The tea was cool enough to drink at last. He sipped it slowly, concentrating on the mosaic of faces. Suddenly the composition struck him as jarringly unbalanced in the top-right corner, even though he’d been satisfied with it for many months. He raised a hand and adjusted the placement of the images, the wall obeying his gestures with flawless obedience. It looked better now, but he knew it would come to displease him in time. Until he found that missing piece, the mosaic would always be disharmonious.
He thought back to what had happened, flinching from the memory even as he embraced it.
Six missing hours.
“You were okay,” he told the woman on the wall.
“You were safe. It didn’t get to you before we did.”
He made himself believe it, as if nothing else in the universe mattered quite as much.
Dreyfus made the images disappear, leaving the rice-paper wall as blank as when he’d entered the room. He finished the tea in a gulp, barely tasting it as it sluiced down his throat.
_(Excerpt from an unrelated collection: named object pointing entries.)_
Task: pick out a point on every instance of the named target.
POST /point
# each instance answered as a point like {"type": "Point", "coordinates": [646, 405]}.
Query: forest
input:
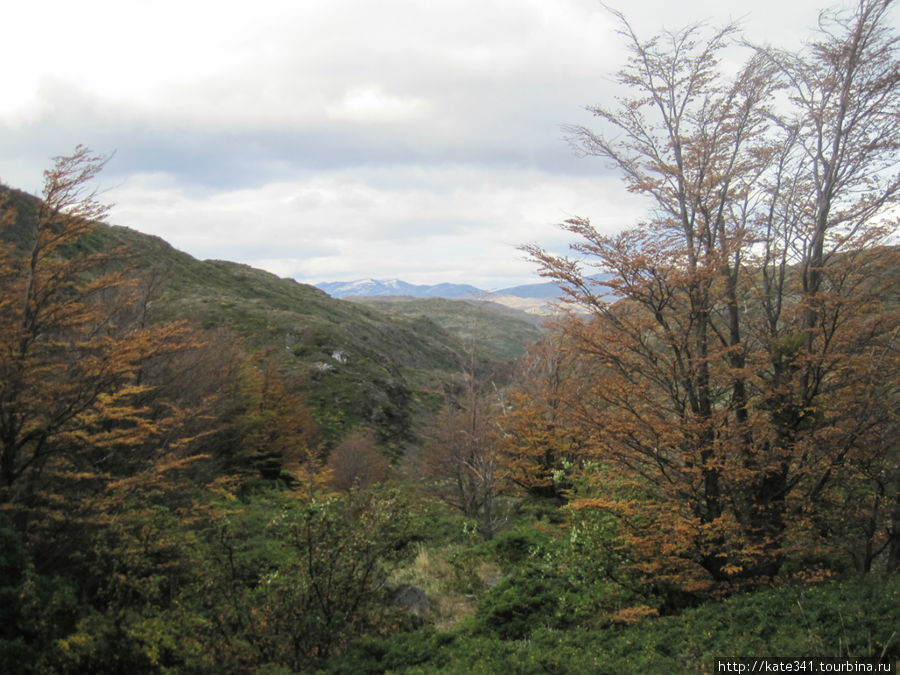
{"type": "Point", "coordinates": [207, 469]}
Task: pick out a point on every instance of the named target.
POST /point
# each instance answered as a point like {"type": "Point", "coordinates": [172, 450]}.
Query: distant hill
{"type": "Point", "coordinates": [365, 366]}
{"type": "Point", "coordinates": [535, 299]}
{"type": "Point", "coordinates": [499, 334]}
{"type": "Point", "coordinates": [395, 287]}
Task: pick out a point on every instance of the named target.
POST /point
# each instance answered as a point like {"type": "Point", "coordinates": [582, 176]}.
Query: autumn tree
{"type": "Point", "coordinates": [539, 432]}
{"type": "Point", "coordinates": [463, 454]}
{"type": "Point", "coordinates": [70, 355]}
{"type": "Point", "coordinates": [729, 380]}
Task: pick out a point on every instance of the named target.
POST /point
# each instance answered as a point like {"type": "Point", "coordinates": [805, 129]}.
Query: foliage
{"type": "Point", "coordinates": [736, 391]}
{"type": "Point", "coordinates": [72, 347]}
{"type": "Point", "coordinates": [294, 590]}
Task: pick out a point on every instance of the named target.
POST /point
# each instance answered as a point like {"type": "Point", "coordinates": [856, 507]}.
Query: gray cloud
{"type": "Point", "coordinates": [327, 140]}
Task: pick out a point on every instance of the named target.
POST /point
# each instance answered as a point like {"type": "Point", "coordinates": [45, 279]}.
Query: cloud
{"type": "Point", "coordinates": [328, 139]}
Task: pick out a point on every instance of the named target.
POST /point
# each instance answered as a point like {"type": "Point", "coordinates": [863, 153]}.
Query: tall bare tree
{"type": "Point", "coordinates": [728, 379]}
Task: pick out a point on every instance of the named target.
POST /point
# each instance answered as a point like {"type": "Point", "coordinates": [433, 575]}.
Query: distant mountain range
{"type": "Point", "coordinates": [394, 287]}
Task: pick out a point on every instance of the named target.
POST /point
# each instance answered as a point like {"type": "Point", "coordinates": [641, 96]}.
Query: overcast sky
{"type": "Point", "coordinates": [339, 139]}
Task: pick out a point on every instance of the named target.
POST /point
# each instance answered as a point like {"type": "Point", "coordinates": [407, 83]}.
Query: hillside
{"type": "Point", "coordinates": [497, 333]}
{"type": "Point", "coordinates": [363, 365]}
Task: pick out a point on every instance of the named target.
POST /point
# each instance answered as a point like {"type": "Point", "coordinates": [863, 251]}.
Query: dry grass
{"type": "Point", "coordinates": [453, 588]}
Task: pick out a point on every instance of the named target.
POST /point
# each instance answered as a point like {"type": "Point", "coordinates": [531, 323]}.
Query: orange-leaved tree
{"type": "Point", "coordinates": [72, 347]}
{"type": "Point", "coordinates": [735, 383]}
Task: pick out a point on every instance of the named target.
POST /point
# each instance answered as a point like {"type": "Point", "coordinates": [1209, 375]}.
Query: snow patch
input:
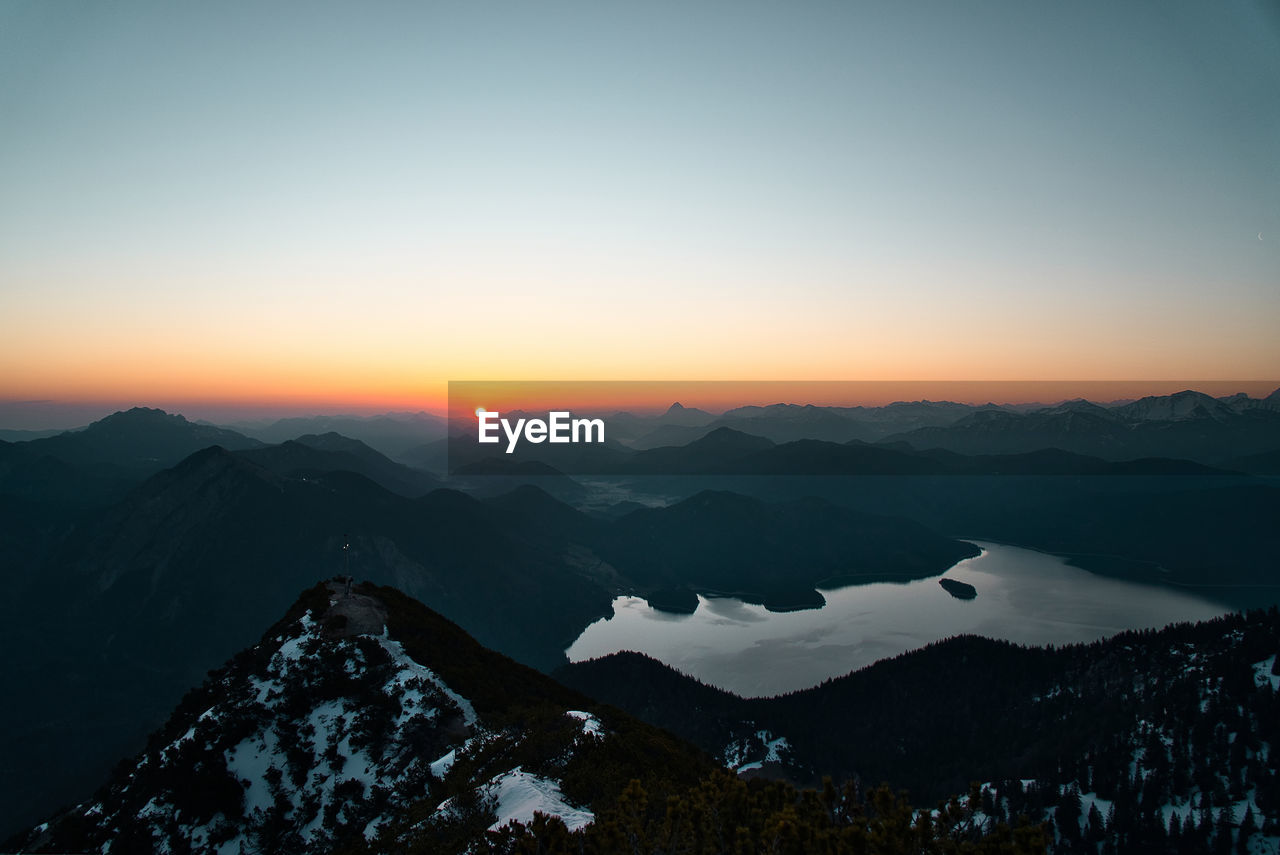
{"type": "Point", "coordinates": [520, 795]}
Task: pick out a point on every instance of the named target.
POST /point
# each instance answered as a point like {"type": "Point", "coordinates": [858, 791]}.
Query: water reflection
{"type": "Point", "coordinates": [1023, 595]}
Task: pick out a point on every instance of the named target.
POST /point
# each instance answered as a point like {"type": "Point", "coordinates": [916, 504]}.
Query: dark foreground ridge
{"type": "Point", "coordinates": [364, 722]}
{"type": "Point", "coordinates": [1170, 735]}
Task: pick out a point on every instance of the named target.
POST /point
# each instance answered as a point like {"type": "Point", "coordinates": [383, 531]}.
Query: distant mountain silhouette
{"type": "Point", "coordinates": [138, 438]}
{"type": "Point", "coordinates": [391, 434]}
{"type": "Point", "coordinates": [312, 455]}
{"type": "Point", "coordinates": [1187, 425]}
{"type": "Point", "coordinates": [775, 553]}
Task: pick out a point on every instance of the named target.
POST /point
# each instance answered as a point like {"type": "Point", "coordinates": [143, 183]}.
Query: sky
{"type": "Point", "coordinates": [339, 205]}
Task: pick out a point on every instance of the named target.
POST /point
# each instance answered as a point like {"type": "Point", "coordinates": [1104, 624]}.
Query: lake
{"type": "Point", "coordinates": [1023, 595]}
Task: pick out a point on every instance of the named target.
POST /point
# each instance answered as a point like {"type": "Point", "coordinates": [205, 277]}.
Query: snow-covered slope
{"type": "Point", "coordinates": [330, 735]}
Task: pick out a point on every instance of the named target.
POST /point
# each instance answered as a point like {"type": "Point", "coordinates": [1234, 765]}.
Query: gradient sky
{"type": "Point", "coordinates": [351, 204]}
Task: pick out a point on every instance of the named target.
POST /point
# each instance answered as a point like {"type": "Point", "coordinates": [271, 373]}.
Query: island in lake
{"type": "Point", "coordinates": [958, 589]}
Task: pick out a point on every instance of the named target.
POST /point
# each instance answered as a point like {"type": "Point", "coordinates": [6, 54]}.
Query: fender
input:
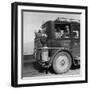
{"type": "Point", "coordinates": [60, 50]}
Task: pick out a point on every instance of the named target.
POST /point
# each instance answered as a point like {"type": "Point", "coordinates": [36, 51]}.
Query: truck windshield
{"type": "Point", "coordinates": [62, 31]}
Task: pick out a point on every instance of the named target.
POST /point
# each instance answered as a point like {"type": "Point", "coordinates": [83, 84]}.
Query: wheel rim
{"type": "Point", "coordinates": [62, 63]}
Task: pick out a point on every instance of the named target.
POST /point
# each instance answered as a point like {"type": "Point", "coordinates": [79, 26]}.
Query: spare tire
{"type": "Point", "coordinates": [62, 62]}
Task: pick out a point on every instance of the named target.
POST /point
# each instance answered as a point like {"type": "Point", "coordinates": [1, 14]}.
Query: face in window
{"type": "Point", "coordinates": [76, 34]}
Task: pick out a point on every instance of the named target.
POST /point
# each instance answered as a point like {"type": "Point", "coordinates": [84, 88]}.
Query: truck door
{"type": "Point", "coordinates": [75, 33]}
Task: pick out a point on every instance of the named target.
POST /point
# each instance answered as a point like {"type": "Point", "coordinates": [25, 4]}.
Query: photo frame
{"type": "Point", "coordinates": [49, 44]}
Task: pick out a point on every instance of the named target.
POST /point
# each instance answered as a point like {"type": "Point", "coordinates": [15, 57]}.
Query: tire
{"type": "Point", "coordinates": [62, 62]}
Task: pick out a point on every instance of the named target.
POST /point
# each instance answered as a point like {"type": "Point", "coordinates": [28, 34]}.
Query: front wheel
{"type": "Point", "coordinates": [62, 62]}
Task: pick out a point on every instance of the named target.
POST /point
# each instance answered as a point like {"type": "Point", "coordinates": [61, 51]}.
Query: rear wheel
{"type": "Point", "coordinates": [62, 62]}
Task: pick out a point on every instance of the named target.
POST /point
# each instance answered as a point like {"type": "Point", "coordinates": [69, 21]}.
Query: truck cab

On the same portion of the wall he called up an operational summary of the day’s business, wondering if the forensics squad had managed to get anything on the sculpture Sparver and he had seen in Ruskin-Sartorious. But when the summary sprang onto the wall, neither the images nor the words were legible. He could make out shapes in the images, individual letters in the words, but somewhere between the wall and his brain there was a scrambling filter in place.
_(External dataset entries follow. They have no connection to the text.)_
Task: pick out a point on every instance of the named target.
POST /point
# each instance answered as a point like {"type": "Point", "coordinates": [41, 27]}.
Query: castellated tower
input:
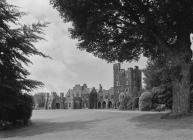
{"type": "Point", "coordinates": [127, 81]}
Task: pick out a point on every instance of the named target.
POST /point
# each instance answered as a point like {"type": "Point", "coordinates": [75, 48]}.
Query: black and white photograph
{"type": "Point", "coordinates": [96, 70]}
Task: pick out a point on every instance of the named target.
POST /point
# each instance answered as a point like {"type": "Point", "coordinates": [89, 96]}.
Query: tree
{"type": "Point", "coordinates": [158, 79]}
{"type": "Point", "coordinates": [93, 99]}
{"type": "Point", "coordinates": [122, 30]}
{"type": "Point", "coordinates": [16, 47]}
{"type": "Point", "coordinates": [157, 73]}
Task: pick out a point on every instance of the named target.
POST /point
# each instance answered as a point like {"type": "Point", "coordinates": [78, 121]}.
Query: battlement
{"type": "Point", "coordinates": [128, 80]}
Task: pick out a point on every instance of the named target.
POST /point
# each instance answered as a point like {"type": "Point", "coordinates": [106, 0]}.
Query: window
{"type": "Point", "coordinates": [118, 83]}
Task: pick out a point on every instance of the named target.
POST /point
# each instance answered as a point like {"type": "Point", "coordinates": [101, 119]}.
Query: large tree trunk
{"type": "Point", "coordinates": [181, 91]}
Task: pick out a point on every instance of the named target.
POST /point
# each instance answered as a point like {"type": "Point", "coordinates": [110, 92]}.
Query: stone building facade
{"type": "Point", "coordinates": [83, 97]}
{"type": "Point", "coordinates": [53, 101]}
{"type": "Point", "coordinates": [105, 98]}
{"type": "Point", "coordinates": [78, 97]}
{"type": "Point", "coordinates": [126, 81]}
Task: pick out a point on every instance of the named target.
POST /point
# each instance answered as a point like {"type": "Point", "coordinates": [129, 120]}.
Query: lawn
{"type": "Point", "coordinates": [101, 125]}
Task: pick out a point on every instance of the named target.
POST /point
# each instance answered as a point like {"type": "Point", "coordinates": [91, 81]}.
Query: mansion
{"type": "Point", "coordinates": [126, 83]}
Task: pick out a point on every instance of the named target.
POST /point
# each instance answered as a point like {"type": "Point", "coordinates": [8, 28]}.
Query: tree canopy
{"type": "Point", "coordinates": [123, 29]}
{"type": "Point", "coordinates": [16, 47]}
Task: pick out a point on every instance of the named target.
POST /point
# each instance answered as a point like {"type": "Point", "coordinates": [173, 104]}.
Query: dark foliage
{"type": "Point", "coordinates": [122, 30]}
{"type": "Point", "coordinates": [93, 99]}
{"type": "Point", "coordinates": [16, 47]}
{"type": "Point", "coordinates": [162, 95]}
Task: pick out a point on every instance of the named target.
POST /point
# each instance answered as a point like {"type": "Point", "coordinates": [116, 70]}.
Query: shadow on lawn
{"type": "Point", "coordinates": [154, 121]}
{"type": "Point", "coordinates": [42, 127]}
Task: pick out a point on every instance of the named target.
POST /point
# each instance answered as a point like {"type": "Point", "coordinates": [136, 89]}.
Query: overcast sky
{"type": "Point", "coordinates": [69, 65]}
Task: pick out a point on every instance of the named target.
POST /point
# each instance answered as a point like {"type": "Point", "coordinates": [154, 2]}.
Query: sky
{"type": "Point", "coordinates": [68, 66]}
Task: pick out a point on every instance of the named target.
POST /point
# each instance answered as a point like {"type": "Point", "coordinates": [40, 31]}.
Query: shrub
{"type": "Point", "coordinates": [18, 109]}
{"type": "Point", "coordinates": [145, 101]}
{"type": "Point", "coordinates": [126, 103]}
{"type": "Point", "coordinates": [162, 95]}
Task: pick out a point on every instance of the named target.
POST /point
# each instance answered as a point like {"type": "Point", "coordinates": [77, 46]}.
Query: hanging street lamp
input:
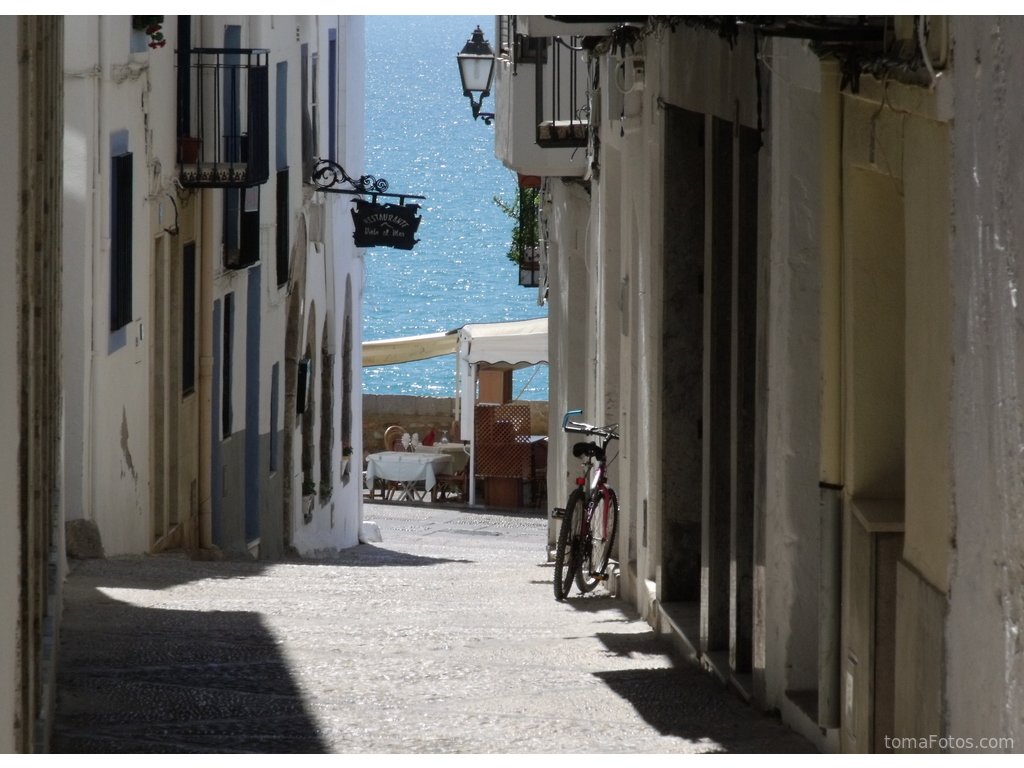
{"type": "Point", "coordinates": [476, 67]}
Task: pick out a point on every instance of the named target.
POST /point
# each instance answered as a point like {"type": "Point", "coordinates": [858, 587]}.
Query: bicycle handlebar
{"type": "Point", "coordinates": [607, 432]}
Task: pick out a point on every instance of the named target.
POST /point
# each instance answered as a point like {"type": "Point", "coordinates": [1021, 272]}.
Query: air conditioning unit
{"type": "Point", "coordinates": [934, 30]}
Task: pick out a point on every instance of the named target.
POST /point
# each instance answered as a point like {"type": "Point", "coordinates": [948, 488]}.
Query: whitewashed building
{"type": "Point", "coordinates": [208, 281]}
{"type": "Point", "coordinates": [781, 253]}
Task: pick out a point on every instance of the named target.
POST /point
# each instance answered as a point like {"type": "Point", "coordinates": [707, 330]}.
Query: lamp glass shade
{"type": "Point", "coordinates": [476, 65]}
{"type": "Point", "coordinates": [476, 74]}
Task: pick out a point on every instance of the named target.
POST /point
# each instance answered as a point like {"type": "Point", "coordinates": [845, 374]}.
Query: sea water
{"type": "Point", "coordinates": [421, 136]}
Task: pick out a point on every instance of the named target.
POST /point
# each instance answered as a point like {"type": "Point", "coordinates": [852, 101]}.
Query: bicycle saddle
{"type": "Point", "coordinates": [588, 449]}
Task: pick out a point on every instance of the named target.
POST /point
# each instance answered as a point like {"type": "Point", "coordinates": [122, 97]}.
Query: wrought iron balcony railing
{"type": "Point", "coordinates": [223, 118]}
{"type": "Point", "coordinates": [562, 107]}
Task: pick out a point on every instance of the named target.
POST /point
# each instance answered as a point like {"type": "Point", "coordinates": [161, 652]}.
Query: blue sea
{"type": "Point", "coordinates": [421, 136]}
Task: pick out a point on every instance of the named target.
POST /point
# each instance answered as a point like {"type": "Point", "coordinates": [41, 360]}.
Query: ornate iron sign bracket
{"type": "Point", "coordinates": [329, 174]}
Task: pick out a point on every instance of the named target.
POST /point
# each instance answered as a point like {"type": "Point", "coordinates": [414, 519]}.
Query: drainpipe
{"type": "Point", "coordinates": [207, 251]}
{"type": "Point", "coordinates": [830, 459]}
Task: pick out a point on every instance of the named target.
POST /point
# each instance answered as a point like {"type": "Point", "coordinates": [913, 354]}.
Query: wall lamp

Belatedly, Dreyfus realised that he’d neglected to take his scheduled Pangolin shot. Security dyslexia was kicking in as his last clearance boost faded.
He stood from the table and moved to the part of the wall where the booster was dispensed. As he reached towards the pearly-grey surface, the booster appeared in an alcove. It was a pale-grey tube marked with the Panoply gauntlet and a security barcode matching the one on his uniform. Text on the side of the booster read: Pangolin clearance. To be self-administered by Field Prefect Tom Dreyfus only. Unauthorised use may result in permanent irreversible death.
Dreyfus rolled up his sleeve and pressed the tube against the skin of his forearm. He felt a cold tingle as the booster rammed its contents into his body, but there was no discomfort. He retired to his bedroom. He slept fitfully, but without dreams. When he woke three or four hours later, the summary on the wall was crystal clear. He studied it for a while, then decided he’d given the Ultras long enough.